A Bradford law firm chief whose crusade to warn about the dangers of interest-only mortgages was scuppered by the authorities says his claims about mis-selling of loans have proved correct.

John Wilson, managing director of Wilsons Solicitors, praised the new Financial Conduct Authority for warning that one million borrowers out of the 2.6 million with interest- only loans have inadequate finance to repay the capital borrowed and risk losing their homes. But he said the FCA warning does not go far enough and more should be done to tackle the issue, which it called a ‘ticking time bomb’. The FCA calculated that the average shortfall on an interest only loan could be £72,000.

Mr Wilson said: “They are telling borrowers in this position to sort it out themselves, by saving up to invest enough to pay off the mortgage or by increasing their monthly payments.

“But the borrower is the victim and why should the victim compensate the lender who ripped them off in the first place? The lender should sort it out at no expense to the borrower.

“Victims of mis-selling are now having insult added to injury by being misadvised again by the so-called regulator.”

In 2001 Mr Wilson launched an advertising campaign warning of the dangers of mis-selling but it failed to get off the ground after an objection from a financial advisor led to the advertisement being banned by the Advertising Standards Authority after one appearance in the Telegraph & Argus. The ban was supported by the now- defunct Financial Services Authority.

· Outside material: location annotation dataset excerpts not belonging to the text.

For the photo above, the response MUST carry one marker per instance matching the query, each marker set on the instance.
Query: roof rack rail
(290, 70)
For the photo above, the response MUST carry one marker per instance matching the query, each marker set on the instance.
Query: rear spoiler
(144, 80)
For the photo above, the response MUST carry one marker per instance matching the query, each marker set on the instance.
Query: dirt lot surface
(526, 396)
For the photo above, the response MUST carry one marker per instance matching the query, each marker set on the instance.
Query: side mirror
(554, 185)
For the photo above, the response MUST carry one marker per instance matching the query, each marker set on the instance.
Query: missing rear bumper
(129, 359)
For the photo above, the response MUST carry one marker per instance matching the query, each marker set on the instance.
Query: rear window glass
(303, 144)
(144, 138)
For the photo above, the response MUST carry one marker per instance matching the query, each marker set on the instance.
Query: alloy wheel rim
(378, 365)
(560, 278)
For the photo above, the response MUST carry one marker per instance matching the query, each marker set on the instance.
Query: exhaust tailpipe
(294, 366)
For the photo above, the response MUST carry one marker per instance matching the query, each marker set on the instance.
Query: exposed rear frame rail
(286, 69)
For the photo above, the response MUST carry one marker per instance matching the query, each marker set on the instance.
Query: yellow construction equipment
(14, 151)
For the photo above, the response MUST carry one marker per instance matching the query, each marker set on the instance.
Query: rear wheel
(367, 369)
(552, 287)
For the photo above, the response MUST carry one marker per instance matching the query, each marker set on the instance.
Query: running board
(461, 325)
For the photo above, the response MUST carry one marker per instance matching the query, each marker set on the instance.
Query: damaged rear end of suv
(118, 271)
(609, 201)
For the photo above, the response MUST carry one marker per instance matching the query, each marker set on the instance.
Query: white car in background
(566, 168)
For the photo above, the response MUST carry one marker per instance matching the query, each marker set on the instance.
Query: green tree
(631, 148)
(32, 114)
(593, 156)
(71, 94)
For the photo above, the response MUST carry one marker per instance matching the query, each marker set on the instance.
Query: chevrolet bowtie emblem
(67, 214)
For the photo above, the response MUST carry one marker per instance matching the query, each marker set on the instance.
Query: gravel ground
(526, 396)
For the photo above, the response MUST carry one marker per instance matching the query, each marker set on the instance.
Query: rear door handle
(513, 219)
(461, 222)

The objection to the advertisement claimed it was untruthful because people would not lose their home if they had never missed a mortgage payment.

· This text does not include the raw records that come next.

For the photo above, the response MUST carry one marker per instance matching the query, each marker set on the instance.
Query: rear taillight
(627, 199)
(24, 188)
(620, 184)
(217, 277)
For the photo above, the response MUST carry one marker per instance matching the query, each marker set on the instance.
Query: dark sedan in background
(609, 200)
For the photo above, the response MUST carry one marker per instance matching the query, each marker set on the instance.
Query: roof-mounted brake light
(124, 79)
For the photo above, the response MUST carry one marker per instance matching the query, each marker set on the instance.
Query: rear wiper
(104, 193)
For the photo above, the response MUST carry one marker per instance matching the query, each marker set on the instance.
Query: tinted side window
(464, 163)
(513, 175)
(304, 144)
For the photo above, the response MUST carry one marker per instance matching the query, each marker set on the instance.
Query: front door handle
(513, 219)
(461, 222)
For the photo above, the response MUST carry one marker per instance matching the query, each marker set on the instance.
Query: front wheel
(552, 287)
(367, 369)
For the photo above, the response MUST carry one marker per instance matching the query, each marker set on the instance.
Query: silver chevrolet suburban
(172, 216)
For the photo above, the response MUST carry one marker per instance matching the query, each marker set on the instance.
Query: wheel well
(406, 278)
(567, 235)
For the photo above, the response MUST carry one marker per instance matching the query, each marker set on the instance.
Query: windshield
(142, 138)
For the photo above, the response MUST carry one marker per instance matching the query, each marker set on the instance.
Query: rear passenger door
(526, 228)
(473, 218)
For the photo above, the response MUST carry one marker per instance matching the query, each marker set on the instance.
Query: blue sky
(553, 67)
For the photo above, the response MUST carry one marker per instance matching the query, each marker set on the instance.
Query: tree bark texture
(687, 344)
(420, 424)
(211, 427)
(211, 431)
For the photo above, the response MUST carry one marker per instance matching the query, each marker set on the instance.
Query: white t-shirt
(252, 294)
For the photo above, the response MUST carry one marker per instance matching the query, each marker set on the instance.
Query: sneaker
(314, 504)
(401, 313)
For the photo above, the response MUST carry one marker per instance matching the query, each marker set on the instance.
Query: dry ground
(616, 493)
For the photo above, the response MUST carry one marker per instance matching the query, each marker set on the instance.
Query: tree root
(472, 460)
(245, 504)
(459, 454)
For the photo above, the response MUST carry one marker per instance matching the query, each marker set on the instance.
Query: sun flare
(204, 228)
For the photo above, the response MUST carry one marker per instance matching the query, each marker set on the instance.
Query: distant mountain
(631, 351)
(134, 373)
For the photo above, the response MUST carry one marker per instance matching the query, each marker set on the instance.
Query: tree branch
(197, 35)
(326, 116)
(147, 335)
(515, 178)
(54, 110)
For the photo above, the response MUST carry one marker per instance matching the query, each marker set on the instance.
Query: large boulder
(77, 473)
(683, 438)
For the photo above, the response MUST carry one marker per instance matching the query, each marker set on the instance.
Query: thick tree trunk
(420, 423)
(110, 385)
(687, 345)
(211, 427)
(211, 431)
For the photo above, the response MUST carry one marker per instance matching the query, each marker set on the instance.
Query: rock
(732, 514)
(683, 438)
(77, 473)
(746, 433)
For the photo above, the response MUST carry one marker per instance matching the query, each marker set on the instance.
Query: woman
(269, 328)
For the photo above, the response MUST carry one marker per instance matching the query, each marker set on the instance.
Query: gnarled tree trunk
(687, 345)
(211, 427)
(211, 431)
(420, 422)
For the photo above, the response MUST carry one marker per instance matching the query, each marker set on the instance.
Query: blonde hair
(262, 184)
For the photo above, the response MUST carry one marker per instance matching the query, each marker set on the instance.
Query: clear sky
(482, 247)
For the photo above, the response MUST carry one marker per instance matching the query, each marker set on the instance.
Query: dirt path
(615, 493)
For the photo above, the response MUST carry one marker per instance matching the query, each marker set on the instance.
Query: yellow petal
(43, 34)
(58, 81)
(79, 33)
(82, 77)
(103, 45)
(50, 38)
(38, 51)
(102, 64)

Mr Wilson said: “It was obvious to many people over a decade ago that interest only mortgages were not a viable proposition.

“When people were sold them few, if any, were told of the downside. The FSA was supposed to be there to protect the consumer but in fact protected the sellers of these tainted products.

“The sales people, masquerading under the banner of ‘financial adviser’ found it an easy sell as they painted such a rosy picture of how a separate investment, like an endowment, would not only pay off the mortgage but have a nice lump sum at the end.

“I could see that it was unlikely they would be able to fulfil their promises and I feel upset that the FSA and ASA stopped me from warning people all those years ago. The FSA has now been scrapped but the ASA is still in existence and who knows how much damage it has done?

“If we’d been allowed to alert people to the dangers of these products 12 years ago we might not be in this mess.

“But thousands of innocent people who have paid their mortgage throughout may still be liable to be evicted.”